Derler ki, insanın artık hiç yeşillik görmeden geçirdiği zaman sanki etrafında günlerce kardan, burdan ve kayadan başka hiç bir şey görmemişçesine çok daha uzun olurmuş.
Bu küçük ekip işte böylece kar fırtınasını yararak ilerliyordu, ağırdılar ama umut az olsa da henüz mağlup olmamışlardı bu beyaz gecenin çağıltı, uğultu ve zangırtılarla kuşattığı bakir toprakları geçerek ilerliyorlardı.
Matematiksel bir formül bulmak için belki de şeytana başvurmak gerekir, gelgelelim herhalde o da formülü veremez. Nitekim bu durum galiba açıklanamaz, seraklar vardır işte: Oradadırlar!
- hem Johann asla ve katiyen bir muhatap sayılamazdı. Ahşap ya da alçıdan bir heykele nasıl söz yöneltilebilir ki?

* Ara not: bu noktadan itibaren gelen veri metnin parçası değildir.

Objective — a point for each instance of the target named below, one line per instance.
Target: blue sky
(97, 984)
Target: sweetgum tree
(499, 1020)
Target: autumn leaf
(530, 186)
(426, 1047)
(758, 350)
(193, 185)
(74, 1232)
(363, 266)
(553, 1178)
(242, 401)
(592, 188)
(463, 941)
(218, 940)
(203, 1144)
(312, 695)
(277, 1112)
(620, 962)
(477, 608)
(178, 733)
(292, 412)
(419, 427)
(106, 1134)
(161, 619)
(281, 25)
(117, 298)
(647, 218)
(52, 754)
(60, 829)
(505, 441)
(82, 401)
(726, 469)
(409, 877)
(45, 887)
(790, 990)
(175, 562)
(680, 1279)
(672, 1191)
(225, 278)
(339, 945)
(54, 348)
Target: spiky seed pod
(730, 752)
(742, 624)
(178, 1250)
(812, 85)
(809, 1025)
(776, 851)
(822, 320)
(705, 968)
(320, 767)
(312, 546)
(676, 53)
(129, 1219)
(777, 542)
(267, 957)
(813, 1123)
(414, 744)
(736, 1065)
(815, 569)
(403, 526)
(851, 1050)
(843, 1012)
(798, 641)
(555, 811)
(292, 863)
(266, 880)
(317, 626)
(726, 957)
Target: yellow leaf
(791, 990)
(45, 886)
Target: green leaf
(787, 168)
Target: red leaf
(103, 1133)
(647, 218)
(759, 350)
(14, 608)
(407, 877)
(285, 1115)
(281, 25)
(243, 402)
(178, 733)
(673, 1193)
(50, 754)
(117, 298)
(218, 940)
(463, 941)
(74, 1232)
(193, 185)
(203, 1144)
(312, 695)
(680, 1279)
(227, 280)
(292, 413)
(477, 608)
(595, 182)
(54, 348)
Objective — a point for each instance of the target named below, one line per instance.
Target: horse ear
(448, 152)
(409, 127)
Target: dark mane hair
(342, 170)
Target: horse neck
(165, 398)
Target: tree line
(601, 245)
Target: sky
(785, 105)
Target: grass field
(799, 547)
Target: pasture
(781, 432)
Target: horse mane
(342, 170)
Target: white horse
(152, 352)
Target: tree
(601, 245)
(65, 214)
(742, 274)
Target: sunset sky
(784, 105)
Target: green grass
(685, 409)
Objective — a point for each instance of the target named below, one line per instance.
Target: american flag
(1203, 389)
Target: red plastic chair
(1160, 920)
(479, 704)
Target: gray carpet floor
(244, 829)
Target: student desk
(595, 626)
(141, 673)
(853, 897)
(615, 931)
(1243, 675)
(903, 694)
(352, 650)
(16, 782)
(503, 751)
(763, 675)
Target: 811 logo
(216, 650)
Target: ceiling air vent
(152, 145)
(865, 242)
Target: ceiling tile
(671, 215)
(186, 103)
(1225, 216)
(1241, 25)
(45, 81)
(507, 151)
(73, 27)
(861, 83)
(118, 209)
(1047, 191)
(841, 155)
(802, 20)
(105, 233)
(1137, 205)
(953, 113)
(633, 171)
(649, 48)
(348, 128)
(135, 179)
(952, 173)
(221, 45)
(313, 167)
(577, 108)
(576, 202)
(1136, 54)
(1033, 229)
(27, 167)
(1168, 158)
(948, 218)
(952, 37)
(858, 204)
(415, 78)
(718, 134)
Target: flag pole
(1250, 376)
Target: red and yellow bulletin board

Johann bir yere bakmaktaydı- bir yere mi? Hayır, hiçbir yere bakmıyordu. İç dünyasından dışarıya artık hiçbir canlılık işareti yansımıyordu.
Johann daha en başından etkili bir şey yapamayacak ya da denemeye bile teşebbüs edemeyecek kadar parçalanmış ve felce uğramış gibi hissediyordu kendini.